Andreas Thiel: «Der Mangel an Rassisten ist ein Problem»

Aus dem Interview von Daniele Muscionico, «Neue Zürcher Zeitung» 16.8.2016:
http://www.nzz.ch/feuilleton/andreas-thiel-der-mangel-an-rassisten-ist-fuer-viele-kuenstler-ein-problem-ld.111002
    Andreas Thiel eckt gern an. Seit seinen Aussagen zum Islam ist es ruhig geworden um ihn. Warum? Im Gespräch äussert sich der Satiriker zur Schweizer Kulturszene – und sagt, wie es mit seiner Bühnenkarriere weitergeht.
    «Ich habe die ganze Theaterszene und somit viele meiner Freunde gegen mich»: Der Satiriker Andreas Thiel will seine Bühnenkarriere beenden.

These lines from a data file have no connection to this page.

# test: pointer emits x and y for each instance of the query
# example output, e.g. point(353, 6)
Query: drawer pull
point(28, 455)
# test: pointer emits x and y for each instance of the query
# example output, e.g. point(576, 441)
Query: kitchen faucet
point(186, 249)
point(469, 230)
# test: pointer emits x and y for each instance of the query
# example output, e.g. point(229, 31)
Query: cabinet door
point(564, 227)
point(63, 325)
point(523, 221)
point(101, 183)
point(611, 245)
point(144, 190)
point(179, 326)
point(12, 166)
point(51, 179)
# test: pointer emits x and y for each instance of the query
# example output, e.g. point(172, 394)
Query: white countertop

Schon der erste Satz ist ein Missverständnis, bzw. ein Unverständnis für die Satire. Denn es sind die Mainstreamer, die daran gern anecken und sich  provoziert fühlen, wenn man ihnen den Spiegel vorhält, und das so elegant wie Thiel. Sie sind es, die Anstoss nehmen, wenn es politisch unkorrekt wird und jemand die rotgrünen Denkverbote nicht einhält.

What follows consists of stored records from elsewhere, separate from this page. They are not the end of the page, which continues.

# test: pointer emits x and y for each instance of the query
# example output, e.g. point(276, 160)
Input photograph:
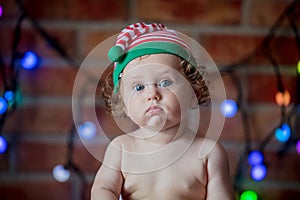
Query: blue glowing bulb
point(3, 105)
point(60, 173)
point(9, 95)
point(228, 108)
point(3, 144)
point(255, 157)
point(283, 133)
point(87, 130)
point(258, 172)
point(30, 60)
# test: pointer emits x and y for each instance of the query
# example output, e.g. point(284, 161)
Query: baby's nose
point(153, 93)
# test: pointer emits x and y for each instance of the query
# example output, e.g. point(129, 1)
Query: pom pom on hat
point(116, 54)
point(143, 39)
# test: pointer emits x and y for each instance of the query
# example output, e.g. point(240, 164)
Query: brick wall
point(228, 30)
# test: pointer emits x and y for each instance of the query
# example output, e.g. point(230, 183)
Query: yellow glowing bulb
point(283, 99)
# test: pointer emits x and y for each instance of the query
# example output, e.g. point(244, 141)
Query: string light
point(9, 95)
point(29, 60)
point(283, 99)
point(3, 105)
point(60, 173)
point(258, 172)
point(1, 11)
point(228, 108)
point(248, 195)
point(3, 144)
point(298, 146)
point(255, 157)
point(87, 130)
point(283, 133)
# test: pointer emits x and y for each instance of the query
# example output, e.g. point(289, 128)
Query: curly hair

(…) M: Veranstalter lösen Verträge auf, der Kabarettist Jess Jochimsen hat eine Deutschland-Tournee mit Ihnen abgesagt und sich öffentlich von Ihnen distanziert .

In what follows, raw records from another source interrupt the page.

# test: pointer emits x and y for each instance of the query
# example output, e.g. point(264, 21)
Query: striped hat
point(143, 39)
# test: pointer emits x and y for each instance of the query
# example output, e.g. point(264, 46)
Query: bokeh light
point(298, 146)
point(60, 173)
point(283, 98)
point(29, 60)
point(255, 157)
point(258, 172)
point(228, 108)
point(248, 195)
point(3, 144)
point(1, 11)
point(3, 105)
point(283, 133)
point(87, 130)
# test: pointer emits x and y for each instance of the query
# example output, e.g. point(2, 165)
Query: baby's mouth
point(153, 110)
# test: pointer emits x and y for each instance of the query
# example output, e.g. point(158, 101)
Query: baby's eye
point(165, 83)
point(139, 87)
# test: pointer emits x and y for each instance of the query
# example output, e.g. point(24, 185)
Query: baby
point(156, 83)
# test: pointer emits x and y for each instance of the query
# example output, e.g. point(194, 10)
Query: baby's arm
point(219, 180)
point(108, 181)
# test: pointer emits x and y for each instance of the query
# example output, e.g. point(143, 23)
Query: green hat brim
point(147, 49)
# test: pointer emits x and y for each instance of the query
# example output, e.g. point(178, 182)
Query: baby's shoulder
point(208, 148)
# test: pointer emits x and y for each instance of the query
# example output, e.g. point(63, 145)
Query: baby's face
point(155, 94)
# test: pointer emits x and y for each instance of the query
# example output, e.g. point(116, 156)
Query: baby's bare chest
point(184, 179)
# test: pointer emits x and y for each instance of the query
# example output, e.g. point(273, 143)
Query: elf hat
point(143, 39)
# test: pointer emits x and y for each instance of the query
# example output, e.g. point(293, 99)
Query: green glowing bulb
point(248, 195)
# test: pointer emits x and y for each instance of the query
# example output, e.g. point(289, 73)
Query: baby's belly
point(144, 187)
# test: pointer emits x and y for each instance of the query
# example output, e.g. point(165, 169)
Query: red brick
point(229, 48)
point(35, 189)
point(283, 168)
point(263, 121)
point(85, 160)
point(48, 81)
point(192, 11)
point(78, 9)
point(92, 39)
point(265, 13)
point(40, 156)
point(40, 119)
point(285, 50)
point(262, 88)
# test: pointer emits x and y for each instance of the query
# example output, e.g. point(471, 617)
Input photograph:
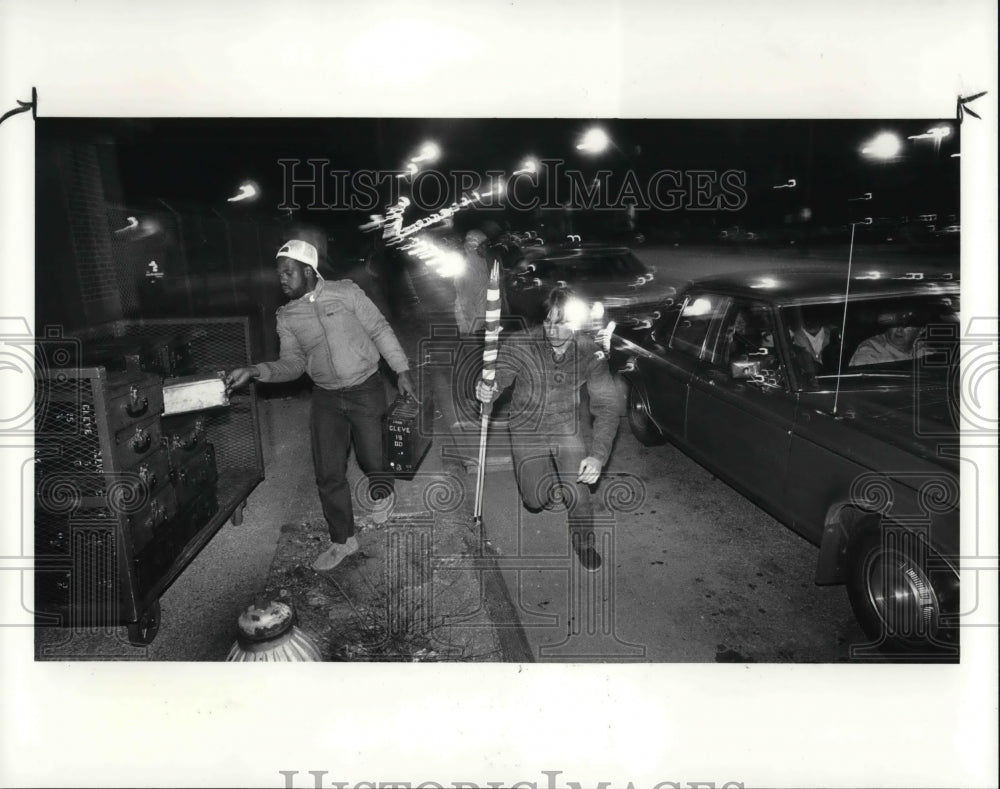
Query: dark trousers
point(337, 417)
point(546, 474)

Die Solidarisierung mit der Religion, die ihre Kritiker verfolgt, ist nicht nur eine Eigenart der deutschen Kulturszene, aber die deutsche Variante wirkt besonders untertänig vorauseilend.

Thiel: Ja, das alles ist so verrückt, dass es schon wieder lustig ist. Mein Lieblingsgesprächspartner Roger Schawinski hat, nachdem er schon in der Sendung entgleiste, noch einen kleinen Rachefeldzug gegen mich geführt. Er hat wochenlang überall verbreitet, ich sei ein Rassist und Antisemit. Das haben tatsächlich viele geglaubt, darunter auch Zuschauer und Kollegen in der Theaterszene.
M: Sie werfen Ihren Kritikern persönliche Rache vor und dem Publikum Mitläufertum?
Th: Mangels anderer Ideen warnen Künstler gern vor Rassismus. Da wir in der Schweiz aber weder eine Rassentrennung noch Sklaverei oder sonst ein rassenspezifisches Problem haben, gibt es hier so gut wie keine Rassisten. Dieser Mangel an Rassisten ist ein grosses Problem für viele Künstler, weil ihnen zu ihrem Feindbild die Feinde fehlen. Deshalb reagiert man in der Szene unglaublich dankbar, wenn jemand als Rassist beschimpft wird, dann hat man endlich wieder einen Feind. Die Theaterszene verhält sich dabei wie ein Lynch-Mob, der jeden Verdächtigten sofort steinigt.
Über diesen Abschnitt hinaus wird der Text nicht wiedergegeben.